Thursday, February 24, 2011

Hope on the Middleweight Horizon

Over the last decade, the middleweight division has been as thin as a supermodel.  Since the middleweight unification tournament of 2001 which featured Bernard Hopkins, Felix Trinidad, Keith Holmes and William Joppy, the division has featured no more than a couple of elite fighter at any one time.  In the interim, Bernard Hopkins' reign was ended by Jermain Taylor, who held onto the top spit in the division for several ineffectual defenses.  Other top-tier fighters such as Winky Wright and Kelly Pavlik have come and gone.  The European champions, such as Felix Sturm and former champ Arthur Abraham, were content to stay protected in their home turf of Germany against limited opposition. 
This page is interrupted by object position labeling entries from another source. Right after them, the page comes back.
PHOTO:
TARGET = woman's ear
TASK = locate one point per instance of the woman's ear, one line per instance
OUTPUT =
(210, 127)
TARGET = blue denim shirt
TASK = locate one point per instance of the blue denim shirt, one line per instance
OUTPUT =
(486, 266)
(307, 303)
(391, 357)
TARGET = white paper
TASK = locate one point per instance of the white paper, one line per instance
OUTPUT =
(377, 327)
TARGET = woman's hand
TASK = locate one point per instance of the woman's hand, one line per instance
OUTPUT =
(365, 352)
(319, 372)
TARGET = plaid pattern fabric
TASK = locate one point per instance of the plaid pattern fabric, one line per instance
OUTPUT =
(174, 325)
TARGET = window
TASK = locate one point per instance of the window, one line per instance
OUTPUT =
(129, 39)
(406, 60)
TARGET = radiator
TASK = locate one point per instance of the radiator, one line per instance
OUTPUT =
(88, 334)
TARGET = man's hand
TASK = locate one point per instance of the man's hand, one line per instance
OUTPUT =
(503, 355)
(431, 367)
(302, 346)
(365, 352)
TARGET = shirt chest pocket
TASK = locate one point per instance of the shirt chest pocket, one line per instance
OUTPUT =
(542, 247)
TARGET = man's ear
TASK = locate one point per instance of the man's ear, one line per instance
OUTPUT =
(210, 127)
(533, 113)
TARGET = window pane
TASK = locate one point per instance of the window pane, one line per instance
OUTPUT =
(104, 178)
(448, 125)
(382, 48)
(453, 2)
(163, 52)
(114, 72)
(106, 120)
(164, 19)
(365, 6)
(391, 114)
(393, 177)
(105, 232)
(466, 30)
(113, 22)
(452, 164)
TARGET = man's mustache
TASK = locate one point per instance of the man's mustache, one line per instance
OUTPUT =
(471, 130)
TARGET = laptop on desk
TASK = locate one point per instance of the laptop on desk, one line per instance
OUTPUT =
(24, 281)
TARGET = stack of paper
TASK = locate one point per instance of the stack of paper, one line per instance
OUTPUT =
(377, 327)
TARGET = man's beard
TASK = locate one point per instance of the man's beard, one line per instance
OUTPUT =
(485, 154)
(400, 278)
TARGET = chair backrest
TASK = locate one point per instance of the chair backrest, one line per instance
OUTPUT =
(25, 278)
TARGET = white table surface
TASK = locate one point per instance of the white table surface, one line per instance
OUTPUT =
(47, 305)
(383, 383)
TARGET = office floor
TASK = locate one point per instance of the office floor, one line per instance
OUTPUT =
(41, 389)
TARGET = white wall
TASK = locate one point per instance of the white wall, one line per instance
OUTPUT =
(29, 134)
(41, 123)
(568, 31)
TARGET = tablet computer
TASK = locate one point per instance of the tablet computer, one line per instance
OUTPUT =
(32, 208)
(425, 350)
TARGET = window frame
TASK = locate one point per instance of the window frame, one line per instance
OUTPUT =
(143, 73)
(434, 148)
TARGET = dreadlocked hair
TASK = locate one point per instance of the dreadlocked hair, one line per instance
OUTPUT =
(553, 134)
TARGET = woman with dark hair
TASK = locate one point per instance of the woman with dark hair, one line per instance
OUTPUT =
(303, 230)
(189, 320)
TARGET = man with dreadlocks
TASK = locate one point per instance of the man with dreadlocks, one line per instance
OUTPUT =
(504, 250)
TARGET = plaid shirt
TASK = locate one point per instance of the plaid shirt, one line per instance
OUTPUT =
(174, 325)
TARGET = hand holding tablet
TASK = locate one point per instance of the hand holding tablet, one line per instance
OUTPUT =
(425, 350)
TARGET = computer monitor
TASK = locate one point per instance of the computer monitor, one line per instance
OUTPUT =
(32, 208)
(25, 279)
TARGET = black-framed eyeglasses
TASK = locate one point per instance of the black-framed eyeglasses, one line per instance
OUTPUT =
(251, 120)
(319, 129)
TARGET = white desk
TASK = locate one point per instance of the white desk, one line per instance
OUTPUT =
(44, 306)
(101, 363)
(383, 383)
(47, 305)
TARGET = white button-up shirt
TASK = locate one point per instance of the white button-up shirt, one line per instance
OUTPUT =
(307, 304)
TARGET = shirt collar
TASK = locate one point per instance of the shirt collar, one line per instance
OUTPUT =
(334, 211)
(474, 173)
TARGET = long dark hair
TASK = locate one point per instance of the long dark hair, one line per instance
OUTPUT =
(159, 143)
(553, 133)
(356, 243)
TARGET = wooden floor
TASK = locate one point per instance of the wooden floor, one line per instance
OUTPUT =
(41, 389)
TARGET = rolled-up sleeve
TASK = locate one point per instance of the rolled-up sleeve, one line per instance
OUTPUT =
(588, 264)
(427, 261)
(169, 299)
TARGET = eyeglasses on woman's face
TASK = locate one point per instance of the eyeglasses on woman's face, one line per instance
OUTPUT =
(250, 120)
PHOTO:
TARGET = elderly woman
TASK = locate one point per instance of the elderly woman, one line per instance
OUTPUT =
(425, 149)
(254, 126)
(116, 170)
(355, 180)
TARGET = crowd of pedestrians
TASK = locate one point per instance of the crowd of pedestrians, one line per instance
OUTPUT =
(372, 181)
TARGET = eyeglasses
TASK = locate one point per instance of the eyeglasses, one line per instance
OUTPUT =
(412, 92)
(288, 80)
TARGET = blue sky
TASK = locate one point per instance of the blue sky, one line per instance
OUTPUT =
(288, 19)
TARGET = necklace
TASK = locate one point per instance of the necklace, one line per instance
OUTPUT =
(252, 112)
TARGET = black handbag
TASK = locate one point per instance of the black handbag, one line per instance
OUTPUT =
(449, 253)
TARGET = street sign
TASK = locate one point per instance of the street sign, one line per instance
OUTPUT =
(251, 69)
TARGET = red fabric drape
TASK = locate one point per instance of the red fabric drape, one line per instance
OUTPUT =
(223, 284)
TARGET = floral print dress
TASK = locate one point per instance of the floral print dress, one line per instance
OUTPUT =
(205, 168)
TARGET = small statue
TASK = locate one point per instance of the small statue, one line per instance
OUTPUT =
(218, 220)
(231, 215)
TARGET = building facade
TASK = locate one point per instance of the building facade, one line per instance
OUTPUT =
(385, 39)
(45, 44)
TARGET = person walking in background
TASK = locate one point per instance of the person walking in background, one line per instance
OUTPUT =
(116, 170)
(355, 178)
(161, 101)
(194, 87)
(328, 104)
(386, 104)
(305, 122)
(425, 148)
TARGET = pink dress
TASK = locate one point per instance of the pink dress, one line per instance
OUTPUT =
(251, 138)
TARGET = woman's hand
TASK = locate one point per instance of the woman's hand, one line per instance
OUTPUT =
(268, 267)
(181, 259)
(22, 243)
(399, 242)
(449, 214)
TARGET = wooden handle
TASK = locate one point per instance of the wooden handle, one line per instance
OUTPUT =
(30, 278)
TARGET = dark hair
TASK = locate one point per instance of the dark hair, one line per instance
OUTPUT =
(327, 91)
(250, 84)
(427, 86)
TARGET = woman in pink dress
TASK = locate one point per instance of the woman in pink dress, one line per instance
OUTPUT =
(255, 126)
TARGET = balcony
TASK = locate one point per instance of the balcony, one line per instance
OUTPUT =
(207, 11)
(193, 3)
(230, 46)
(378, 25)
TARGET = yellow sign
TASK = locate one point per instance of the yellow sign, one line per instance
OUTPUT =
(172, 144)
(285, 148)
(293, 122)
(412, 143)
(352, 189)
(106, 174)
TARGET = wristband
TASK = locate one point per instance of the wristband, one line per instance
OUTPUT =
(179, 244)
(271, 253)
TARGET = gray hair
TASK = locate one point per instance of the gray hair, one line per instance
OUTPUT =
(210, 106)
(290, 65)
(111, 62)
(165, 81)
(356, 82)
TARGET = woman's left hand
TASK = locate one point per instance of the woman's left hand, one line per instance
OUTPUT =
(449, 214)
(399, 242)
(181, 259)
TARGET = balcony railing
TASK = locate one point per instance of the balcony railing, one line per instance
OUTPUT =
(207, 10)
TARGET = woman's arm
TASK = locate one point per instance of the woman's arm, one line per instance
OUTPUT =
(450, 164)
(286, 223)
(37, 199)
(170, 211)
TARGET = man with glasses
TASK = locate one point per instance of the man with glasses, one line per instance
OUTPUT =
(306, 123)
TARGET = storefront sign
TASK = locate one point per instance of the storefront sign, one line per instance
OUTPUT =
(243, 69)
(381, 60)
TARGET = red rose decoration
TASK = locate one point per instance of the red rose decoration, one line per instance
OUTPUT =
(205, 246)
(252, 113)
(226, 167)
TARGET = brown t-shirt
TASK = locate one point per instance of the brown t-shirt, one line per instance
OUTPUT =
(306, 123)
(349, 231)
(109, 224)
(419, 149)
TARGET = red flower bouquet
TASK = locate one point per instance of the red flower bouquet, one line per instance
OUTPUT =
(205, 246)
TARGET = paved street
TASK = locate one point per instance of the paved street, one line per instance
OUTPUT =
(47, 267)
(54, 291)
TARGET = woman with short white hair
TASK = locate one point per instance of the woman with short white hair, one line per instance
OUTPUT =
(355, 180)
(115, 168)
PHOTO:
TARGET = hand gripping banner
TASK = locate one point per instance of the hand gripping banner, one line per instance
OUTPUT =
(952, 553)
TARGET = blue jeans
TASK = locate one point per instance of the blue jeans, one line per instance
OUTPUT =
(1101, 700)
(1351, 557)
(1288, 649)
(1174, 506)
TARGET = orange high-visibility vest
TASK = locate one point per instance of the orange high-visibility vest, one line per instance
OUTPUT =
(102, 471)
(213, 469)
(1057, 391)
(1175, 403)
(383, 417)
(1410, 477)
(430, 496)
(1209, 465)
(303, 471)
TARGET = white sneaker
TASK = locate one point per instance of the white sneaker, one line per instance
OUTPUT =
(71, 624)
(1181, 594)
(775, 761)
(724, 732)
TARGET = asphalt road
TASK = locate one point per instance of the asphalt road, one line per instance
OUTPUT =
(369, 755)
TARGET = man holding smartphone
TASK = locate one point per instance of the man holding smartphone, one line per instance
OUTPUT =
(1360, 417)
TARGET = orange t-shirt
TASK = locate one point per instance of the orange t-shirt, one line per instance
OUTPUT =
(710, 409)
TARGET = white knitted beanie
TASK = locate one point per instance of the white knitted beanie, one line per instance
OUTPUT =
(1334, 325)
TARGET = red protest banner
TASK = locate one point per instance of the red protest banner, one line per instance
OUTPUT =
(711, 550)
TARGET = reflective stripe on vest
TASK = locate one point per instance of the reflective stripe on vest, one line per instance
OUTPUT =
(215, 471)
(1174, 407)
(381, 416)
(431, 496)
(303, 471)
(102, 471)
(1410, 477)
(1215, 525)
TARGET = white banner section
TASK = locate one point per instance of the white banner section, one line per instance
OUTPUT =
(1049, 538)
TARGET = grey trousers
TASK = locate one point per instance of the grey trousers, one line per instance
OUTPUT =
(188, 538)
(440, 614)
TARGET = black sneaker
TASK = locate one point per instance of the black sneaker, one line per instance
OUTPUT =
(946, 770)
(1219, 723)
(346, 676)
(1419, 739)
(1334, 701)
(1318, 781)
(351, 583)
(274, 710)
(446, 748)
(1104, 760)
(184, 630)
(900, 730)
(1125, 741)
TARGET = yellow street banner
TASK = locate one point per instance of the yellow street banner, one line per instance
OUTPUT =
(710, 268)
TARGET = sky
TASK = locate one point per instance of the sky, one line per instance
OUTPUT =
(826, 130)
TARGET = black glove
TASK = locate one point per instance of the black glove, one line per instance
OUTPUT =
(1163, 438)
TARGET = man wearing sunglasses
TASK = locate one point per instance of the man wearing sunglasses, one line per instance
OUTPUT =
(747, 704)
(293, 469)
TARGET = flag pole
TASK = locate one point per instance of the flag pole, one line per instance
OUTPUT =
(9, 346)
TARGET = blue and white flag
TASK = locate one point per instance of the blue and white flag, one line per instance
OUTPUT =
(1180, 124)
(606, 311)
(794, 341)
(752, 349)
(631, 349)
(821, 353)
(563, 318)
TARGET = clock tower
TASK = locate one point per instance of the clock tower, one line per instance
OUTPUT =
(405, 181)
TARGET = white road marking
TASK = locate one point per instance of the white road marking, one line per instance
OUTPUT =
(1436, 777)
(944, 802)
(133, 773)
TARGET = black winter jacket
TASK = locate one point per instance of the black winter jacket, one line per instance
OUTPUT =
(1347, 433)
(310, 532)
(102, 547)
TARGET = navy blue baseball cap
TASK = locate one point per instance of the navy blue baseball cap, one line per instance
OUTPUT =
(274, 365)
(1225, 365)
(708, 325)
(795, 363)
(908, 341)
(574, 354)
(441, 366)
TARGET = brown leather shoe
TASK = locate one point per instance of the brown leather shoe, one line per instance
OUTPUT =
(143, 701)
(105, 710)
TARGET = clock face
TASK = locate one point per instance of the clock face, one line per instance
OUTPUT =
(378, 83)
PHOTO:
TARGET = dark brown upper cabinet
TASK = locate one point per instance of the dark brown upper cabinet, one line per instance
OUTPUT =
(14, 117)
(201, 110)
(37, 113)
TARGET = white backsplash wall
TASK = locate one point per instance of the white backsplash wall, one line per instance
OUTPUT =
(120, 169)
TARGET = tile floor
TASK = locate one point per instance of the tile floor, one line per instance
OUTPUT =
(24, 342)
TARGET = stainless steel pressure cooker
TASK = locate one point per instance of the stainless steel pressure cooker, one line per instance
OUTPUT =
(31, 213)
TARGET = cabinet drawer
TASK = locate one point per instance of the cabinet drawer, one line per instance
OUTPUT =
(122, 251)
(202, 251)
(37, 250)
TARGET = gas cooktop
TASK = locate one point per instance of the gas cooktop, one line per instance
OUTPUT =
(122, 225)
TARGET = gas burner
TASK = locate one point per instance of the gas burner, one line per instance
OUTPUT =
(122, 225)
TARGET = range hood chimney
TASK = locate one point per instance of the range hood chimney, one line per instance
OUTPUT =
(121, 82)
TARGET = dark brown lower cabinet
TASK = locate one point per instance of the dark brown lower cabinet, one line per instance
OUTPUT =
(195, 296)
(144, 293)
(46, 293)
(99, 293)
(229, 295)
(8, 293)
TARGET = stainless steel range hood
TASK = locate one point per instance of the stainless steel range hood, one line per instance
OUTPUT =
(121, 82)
But now, there is a fresh crop of young middleweights. These new fighters are hungry and looking to make names for themselves. Suddenly, the barren middleweight division might become one of the best divisions in the sport over the next two to three years.  

This next wave hails from all over the world and features a variety of styles.  The cream of the crop is four undefeated fighters: David Lemieux from Canada, Dmitry Pirog from Russia, Fernando Guerrero from the United States by way of the Dominican Republic and Gennady Golovkin from Germany by way Kazakhstan.  Pirog and Golovkin are already titleholders and Lemieux and Guerrero should be ready for title shots by early 2012 at the latest.  

As far as amateur backgrounds go, Golovkin was a silver medalist in the 2004 Olympics.  Pirog and Guerrero were both decorated amateurs in Russia and the U.S. respectively.  Lemieux turned pro at 18 as has been ascending the ranks at warp speed.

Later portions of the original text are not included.